A September 10, 2013 decision from the Ninth Circuit Court of Appeals should give comfort to even the most confidentially-minded of lawyers. In Joffe v. Google, Inc., the Ninth Circuit considered whether the federal Wiretap Act covers communications over Wi-Fi networks. That act imposes liability on anyone who “intentionally intercepts . . . any wire, oral, or electronic communication,” subject to some exceptions. See 18 U.S.C. § 2511(1)(a). Google argued that one of those exceptions carved out public Wi-Fi networks because they were, among other things, “accessible to the general public.” The court rejected Google’s argument and held as follows:
Wi-Fi transmissions are not “readily accessible” to the “general public” because most of the general public lacks the expertise to intercept and decode payload data transmitted over a Wi-Fi network. Even if it is commonplace for members of the general public to connect to a neighbor’s unencrypted Wi-Fi network, members of the general public do not typically mistakenly intercept, store, and decode data transmitted by other devices on the network. Consequently, we conclude that Wi-Fi communications are sufficiently inaccessible that they do not constitute an “electronic communication . . . readily accessible to the general public” under 18 U.S.C. § 2511(2)(g)(i) as the phrase is ordinarily understood.
This decision not only is sensible, but also has important implications for lawyers. The rules of professional conduct require only that a lawyer “make reasonable efforts to prevent the inadvertent or unauthorized disclosure of, or unauthorized access to, information relating to the representation of a client.” See ABA Model Rule 1.6(c).

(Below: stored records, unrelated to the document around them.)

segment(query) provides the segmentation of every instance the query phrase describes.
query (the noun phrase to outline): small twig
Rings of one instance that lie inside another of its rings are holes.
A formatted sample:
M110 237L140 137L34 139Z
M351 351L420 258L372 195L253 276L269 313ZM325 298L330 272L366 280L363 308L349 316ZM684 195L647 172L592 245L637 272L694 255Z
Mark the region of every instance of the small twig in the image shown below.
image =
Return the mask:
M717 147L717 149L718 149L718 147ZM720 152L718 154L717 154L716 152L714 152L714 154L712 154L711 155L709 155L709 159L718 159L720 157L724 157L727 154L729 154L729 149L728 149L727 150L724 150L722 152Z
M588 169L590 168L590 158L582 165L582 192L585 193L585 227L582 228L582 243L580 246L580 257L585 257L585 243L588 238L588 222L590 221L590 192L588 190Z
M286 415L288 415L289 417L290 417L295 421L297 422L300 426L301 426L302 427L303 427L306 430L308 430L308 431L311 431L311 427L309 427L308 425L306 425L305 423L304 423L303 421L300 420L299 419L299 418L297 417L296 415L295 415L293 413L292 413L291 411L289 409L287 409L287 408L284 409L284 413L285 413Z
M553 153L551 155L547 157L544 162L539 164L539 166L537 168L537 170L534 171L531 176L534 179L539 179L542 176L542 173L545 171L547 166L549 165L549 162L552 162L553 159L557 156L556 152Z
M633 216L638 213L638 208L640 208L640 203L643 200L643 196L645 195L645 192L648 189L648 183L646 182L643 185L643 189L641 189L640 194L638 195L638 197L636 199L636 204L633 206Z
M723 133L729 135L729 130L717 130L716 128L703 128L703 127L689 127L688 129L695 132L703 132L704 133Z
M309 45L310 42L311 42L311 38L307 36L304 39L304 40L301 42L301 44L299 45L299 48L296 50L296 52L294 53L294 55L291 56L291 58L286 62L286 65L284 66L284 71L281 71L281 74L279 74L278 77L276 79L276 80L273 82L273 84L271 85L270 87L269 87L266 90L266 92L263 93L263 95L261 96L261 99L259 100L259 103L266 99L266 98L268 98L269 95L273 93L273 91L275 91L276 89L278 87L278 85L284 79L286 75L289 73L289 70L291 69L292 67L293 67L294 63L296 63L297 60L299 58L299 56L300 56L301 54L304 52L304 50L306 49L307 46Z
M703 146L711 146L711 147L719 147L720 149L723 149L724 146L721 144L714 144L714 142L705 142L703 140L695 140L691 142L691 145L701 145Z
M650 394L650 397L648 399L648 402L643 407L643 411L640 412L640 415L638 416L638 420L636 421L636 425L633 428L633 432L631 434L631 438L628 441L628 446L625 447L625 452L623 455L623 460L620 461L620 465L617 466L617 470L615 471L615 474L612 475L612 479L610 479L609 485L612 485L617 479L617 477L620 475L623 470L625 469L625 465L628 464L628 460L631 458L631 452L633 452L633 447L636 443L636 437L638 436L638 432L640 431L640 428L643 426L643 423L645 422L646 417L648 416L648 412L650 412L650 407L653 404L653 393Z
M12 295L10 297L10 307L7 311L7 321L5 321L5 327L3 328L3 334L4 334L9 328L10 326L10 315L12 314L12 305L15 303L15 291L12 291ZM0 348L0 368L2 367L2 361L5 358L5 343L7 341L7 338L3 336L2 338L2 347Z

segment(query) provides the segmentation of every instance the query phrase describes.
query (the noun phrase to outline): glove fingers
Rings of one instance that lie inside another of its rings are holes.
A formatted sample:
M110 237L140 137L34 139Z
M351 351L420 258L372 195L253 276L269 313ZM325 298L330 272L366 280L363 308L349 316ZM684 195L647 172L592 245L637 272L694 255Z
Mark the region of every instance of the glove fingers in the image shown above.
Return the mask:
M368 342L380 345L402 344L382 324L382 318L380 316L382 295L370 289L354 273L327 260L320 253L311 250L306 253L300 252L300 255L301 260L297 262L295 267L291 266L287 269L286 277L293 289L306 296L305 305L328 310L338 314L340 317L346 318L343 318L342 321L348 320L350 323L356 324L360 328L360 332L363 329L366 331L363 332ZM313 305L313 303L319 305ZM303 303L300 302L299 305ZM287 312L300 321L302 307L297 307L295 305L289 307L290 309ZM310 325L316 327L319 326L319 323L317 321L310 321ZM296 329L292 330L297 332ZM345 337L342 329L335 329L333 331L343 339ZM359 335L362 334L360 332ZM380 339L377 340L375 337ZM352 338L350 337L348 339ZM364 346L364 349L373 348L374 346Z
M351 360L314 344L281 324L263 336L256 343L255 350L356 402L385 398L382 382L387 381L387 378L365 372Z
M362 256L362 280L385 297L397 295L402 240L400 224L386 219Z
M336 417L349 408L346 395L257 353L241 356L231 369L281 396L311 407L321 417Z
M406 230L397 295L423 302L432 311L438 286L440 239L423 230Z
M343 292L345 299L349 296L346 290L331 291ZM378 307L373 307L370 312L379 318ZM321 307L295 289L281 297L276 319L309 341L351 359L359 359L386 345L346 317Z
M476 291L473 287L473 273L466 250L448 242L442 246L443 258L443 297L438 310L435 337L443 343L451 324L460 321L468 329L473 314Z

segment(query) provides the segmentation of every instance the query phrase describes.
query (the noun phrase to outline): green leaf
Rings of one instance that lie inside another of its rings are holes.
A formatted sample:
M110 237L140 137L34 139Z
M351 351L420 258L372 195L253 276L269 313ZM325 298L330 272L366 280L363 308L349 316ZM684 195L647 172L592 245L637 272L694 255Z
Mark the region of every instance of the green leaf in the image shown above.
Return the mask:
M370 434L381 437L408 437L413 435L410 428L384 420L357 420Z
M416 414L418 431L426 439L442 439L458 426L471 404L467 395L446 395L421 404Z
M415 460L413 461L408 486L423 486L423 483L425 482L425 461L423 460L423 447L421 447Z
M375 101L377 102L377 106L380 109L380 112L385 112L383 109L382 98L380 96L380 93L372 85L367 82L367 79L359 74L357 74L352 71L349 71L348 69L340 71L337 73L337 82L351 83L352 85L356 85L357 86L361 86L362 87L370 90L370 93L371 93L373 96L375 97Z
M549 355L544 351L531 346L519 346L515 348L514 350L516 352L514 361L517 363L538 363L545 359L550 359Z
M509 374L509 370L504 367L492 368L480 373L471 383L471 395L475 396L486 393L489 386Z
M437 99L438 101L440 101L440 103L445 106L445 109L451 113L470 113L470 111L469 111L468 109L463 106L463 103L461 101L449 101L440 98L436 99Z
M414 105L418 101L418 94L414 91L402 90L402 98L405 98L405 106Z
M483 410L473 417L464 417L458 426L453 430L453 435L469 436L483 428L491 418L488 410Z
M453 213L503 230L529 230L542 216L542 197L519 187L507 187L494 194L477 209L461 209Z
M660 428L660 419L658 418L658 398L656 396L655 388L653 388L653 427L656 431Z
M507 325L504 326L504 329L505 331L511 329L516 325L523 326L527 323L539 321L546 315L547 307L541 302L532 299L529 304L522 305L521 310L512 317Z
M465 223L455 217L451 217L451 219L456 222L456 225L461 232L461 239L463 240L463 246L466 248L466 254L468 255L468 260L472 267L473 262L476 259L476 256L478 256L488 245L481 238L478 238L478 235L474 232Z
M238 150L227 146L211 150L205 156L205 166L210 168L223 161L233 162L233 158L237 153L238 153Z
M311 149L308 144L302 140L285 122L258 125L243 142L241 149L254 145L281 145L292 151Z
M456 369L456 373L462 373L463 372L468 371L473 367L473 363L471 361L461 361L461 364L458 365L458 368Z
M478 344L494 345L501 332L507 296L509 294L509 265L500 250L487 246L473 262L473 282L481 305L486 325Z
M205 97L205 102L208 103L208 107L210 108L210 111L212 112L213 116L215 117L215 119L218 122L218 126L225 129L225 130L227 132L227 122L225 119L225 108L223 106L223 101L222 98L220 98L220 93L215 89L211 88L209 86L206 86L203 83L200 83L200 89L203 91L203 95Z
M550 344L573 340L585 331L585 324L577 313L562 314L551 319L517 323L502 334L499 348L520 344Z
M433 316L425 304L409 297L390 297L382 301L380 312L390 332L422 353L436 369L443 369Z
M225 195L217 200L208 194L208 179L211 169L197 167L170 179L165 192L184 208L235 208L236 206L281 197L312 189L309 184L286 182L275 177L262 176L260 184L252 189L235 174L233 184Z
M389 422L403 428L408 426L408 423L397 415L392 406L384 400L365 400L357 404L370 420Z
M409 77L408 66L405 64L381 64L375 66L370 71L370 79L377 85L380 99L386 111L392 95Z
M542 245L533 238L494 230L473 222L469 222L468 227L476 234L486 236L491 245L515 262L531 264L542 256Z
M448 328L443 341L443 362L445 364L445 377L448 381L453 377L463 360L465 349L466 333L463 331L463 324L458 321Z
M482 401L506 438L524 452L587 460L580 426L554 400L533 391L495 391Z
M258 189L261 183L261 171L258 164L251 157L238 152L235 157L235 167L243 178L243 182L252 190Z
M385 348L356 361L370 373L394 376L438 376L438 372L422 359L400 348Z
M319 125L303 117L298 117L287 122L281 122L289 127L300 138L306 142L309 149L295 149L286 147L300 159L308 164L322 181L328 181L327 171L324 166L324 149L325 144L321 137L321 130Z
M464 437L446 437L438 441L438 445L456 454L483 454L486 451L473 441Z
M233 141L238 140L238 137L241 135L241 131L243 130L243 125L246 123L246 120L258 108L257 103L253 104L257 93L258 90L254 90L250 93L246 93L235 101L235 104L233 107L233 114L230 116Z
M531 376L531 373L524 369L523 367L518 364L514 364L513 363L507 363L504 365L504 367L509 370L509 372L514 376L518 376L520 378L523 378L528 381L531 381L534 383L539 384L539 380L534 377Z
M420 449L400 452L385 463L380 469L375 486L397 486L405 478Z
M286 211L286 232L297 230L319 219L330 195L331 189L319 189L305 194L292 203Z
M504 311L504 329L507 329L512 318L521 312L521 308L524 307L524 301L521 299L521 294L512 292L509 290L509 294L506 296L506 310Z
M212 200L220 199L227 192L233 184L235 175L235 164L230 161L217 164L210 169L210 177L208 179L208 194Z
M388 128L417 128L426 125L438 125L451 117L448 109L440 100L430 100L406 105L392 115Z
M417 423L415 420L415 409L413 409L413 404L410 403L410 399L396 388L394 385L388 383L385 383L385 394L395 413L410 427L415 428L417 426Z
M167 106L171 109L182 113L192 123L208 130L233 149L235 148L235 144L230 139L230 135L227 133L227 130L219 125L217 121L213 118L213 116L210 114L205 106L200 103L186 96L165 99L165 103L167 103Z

In the wake of the Joffe v. Google opinion, it is now “reasonable” for a lawyer to assume that the communication of client information over a Wi-Fi network is “confidential” — after all, any interception by a would-be interceptor would violate the federal Wiretap Act. Therefore, it is no less reasonable for a lawyer to communicate over (now) federally-protected Wi-Fi networks than to communicate over federally-protected wireless phone networks, landlines and fax lines. In all cases, of course, fit the means of communication to the sensitivity of the information.